Our first full day of diving. We started off with two dives at a site called Hot Rocks, where volcanic vents give off streams of bubbles and upwellings of hot water. There were huge schools of fish, beautiful corals, and some neat animals. My favorite of the fishes were some purple antinaes with yellow dorsal fins with a single long spine, though there were some cool trumpetfish as well, and an industrial boxfish with gray and yellow markings. We saw a variety of nudibranchs, including a black, white, and yellow specimen that I think I've seen on the cover of a book on nudibranchs; one that looked like it was made up of worms; and a big one, probably four inches long. I also really liked the bushy feather stars, which are a kind of sea star that looks like a cluster of feathers suitable for a hat ornament. We did another dive nearby in an area of black volcanic sand.

To round things out, we did a night dive. This was the trickiest dive I've done to date, I think. The first dives had us diving in currents, which is a fairly new skill for me. This last dive added darkness to the currents. Often the best way to look at something is to swim into the current as you move closer. Any other direction makes it very hard to hold still enough for precise control.

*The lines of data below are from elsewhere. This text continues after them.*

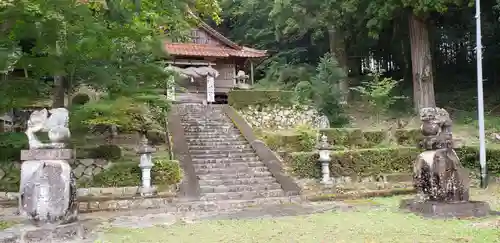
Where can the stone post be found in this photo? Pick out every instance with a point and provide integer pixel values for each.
(47, 185)
(324, 149)
(146, 164)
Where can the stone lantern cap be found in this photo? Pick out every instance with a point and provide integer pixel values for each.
(323, 144)
(145, 148)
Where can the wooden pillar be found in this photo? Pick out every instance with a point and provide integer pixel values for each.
(251, 73)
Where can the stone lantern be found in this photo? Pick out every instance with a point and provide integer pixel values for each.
(324, 149)
(146, 164)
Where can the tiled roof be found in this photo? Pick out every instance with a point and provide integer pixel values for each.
(205, 50)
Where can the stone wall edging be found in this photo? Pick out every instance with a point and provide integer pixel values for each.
(266, 155)
(281, 117)
(129, 191)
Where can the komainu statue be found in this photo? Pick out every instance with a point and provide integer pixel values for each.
(438, 174)
(47, 187)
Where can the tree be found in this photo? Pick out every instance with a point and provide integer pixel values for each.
(330, 18)
(419, 20)
(111, 45)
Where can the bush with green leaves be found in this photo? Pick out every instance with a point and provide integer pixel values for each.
(109, 152)
(164, 173)
(378, 93)
(139, 114)
(80, 99)
(324, 90)
(11, 144)
(376, 161)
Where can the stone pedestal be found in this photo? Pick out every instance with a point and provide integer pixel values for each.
(47, 187)
(435, 209)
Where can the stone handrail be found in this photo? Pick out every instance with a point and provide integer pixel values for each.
(266, 155)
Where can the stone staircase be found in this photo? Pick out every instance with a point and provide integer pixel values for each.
(226, 165)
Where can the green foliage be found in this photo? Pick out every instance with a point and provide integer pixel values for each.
(324, 90)
(373, 162)
(378, 93)
(106, 151)
(125, 113)
(111, 46)
(10, 181)
(11, 144)
(80, 99)
(408, 137)
(166, 172)
(156, 137)
(243, 98)
(306, 137)
(118, 175)
(354, 137)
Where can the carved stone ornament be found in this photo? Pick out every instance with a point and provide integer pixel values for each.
(55, 125)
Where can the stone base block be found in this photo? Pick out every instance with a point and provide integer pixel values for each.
(435, 209)
(61, 233)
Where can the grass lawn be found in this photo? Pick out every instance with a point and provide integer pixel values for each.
(384, 224)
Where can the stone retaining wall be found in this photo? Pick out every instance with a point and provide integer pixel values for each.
(281, 117)
(82, 168)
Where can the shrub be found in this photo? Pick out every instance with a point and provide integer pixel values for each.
(10, 180)
(374, 138)
(11, 144)
(243, 98)
(372, 162)
(118, 175)
(166, 172)
(105, 151)
(80, 99)
(156, 137)
(408, 137)
(306, 138)
(362, 162)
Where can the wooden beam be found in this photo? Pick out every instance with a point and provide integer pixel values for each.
(191, 62)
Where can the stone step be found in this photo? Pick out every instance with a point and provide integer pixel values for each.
(218, 143)
(223, 155)
(241, 181)
(221, 146)
(225, 160)
(212, 136)
(228, 165)
(220, 151)
(193, 139)
(240, 188)
(206, 124)
(213, 133)
(211, 130)
(242, 195)
(231, 170)
(236, 176)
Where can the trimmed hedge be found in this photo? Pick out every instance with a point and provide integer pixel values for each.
(164, 172)
(340, 138)
(10, 180)
(11, 144)
(372, 162)
(242, 98)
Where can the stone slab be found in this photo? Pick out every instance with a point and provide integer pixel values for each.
(435, 209)
(47, 154)
(26, 233)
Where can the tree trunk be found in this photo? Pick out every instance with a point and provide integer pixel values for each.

The problem with that at night is that when you want to continue, you have to either turn all the way around again or to let yourself drift feet-first into the darkness. Often there is someone else trying to move in to look at whatever it was, making turning an even trickier prospect, since it's hard for you to see any of them except for the hand holding their dive light.

We saw a lot of excellent stuff on the dive, though: a tiny octopus, a tiny squid, a prawn with antennae twice as long as its body, a stingray, a small scorpionfish, and some decorator crabs.

Even the ride back from the dive site to the main boat was great. The Milky Way was very visible in the sky, and our wake churned up phosphorescent creatures, so the water around us glowed as well.